Cet article traite des spécificités des matières en moulage par injection. Il reprend le contenu d’un webinaire que nous avions organisé car nous nous sommes rendu compte que la question du choix de la matière est un sujet récurrent lorsque nos clients nous consultent pour réaliser leurs projets. Ce petit guide a donc pour but de vous orienter dans le choix de votre matière pour pièce plastique injectée.

Nous verrons principalement les thermoplastiques rigides, c'est à dire les thermoplastiques non-élastomères, et en particulier :

  • Comment bien définir son besoin
  • La notion de thermoplastique amorphe et semi cristallin
  • L'importance des facteurs de température
  • L'importance des facteurs d’environnement
  • Une petite revue de l'offre Protolabs


 Comment bien définir son besoin ?

C’est le point de départ, qui peut sembler basique et logique à première vue, mais c’est une étape très importante à ne pas sous-estimer. Il y a en effet une trentaine de types de thermoplastiques, ce qui représente en fait des dizaines de milliers de grades commerciaux sur le marché. Décrire son application va donc être important pour le choix d'une matière.

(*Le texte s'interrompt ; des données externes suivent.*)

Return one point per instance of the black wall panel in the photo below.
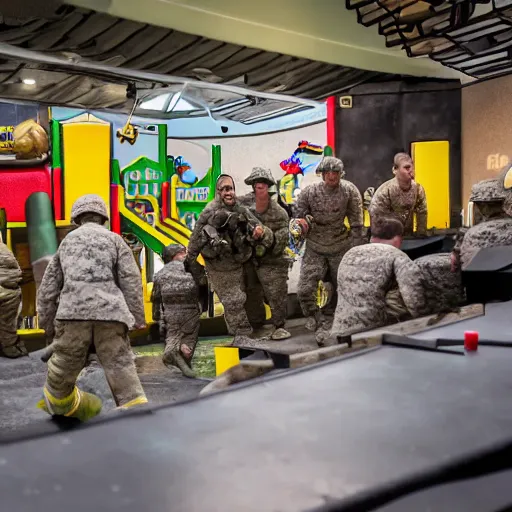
(386, 118)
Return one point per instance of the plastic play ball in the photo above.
(30, 140)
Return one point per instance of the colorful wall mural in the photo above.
(155, 188)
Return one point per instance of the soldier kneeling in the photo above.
(176, 307)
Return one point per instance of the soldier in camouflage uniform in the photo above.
(442, 287)
(10, 304)
(176, 307)
(378, 284)
(90, 296)
(267, 273)
(224, 262)
(494, 231)
(328, 203)
(401, 198)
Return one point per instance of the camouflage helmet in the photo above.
(367, 196)
(487, 191)
(260, 175)
(330, 163)
(171, 251)
(89, 203)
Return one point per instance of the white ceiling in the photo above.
(320, 30)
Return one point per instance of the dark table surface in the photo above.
(495, 325)
(293, 442)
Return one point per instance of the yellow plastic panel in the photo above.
(432, 163)
(86, 152)
(225, 358)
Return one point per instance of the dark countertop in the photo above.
(292, 442)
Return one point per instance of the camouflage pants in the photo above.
(182, 326)
(395, 306)
(270, 282)
(10, 308)
(313, 269)
(229, 287)
(70, 350)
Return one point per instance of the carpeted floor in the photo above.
(22, 380)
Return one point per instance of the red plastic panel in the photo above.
(17, 184)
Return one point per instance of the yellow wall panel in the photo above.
(86, 154)
(432, 164)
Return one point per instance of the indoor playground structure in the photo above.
(150, 206)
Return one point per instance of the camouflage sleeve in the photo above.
(49, 293)
(197, 239)
(380, 204)
(130, 281)
(459, 237)
(156, 300)
(302, 207)
(354, 210)
(421, 212)
(408, 276)
(281, 234)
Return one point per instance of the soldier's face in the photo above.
(331, 178)
(227, 194)
(261, 189)
(180, 256)
(405, 171)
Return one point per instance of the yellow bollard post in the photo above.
(225, 358)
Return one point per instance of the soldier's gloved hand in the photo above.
(260, 251)
(257, 232)
(455, 262)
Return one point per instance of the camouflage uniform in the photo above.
(377, 285)
(328, 239)
(267, 273)
(91, 295)
(10, 304)
(225, 270)
(495, 228)
(390, 200)
(442, 288)
(175, 301)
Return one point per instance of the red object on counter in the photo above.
(471, 341)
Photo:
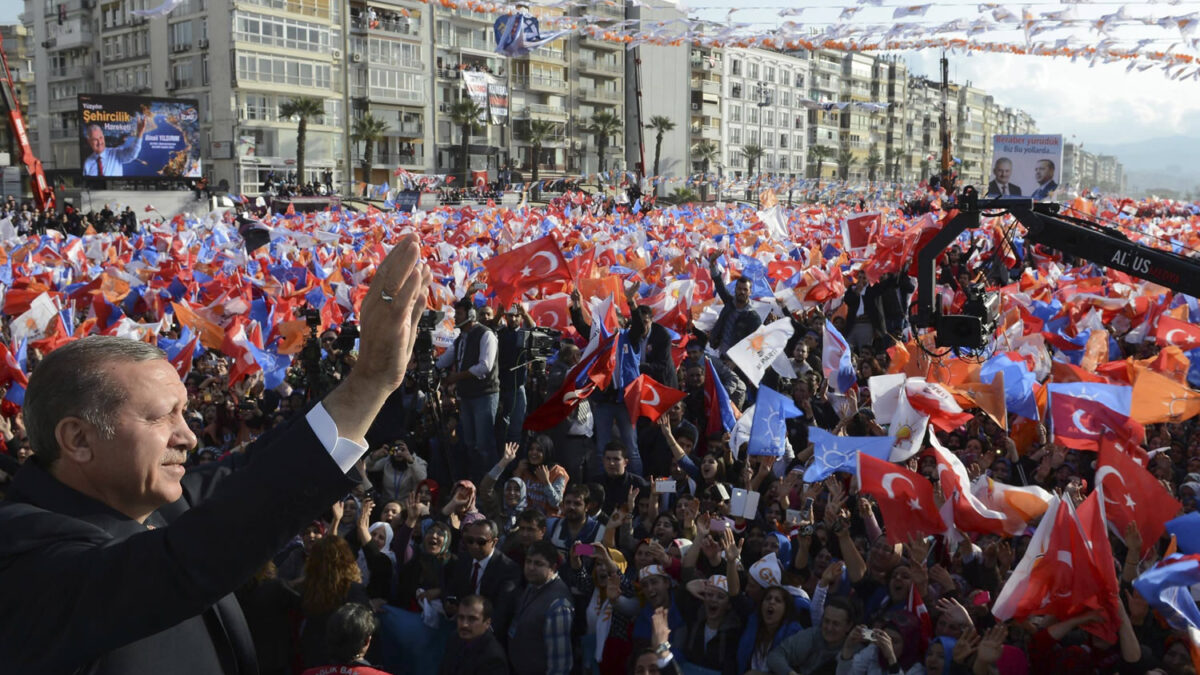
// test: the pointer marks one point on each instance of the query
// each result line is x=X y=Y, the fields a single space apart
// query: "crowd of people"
x=611 y=543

Un expert aura besoin de la description la plus détaillée, afin de se baser sur le retour d'expérience.

Voici une check list de six questions à bien passer en revue pour ne rien oublier :

  1. Est ce que ma pièce est une pièce d'aspect ? Est-ce que je vais avoir besoin d'une pièce transparente, une couleur particulière ? Il faut savoir que toutes les matières ne se colorent pas aussi facilement.
  2. Quelles sollicitations mécaniques va subir ma pièce ? Est-ce qu'il s'agit d'une pièce structurelle ou est ce qu'elle va devoir subir de la fatigue, des frottements ?
  3. Dans quel environnement ma pièce va t’elle évoluer ? Quelles vont être les produits au contact ? Évoluera t’elle en extérieur soumise aux UV ?
  4. Quelle sera la température de service ? C'est ce point que nous aborderons plus en détail un peu plus loin.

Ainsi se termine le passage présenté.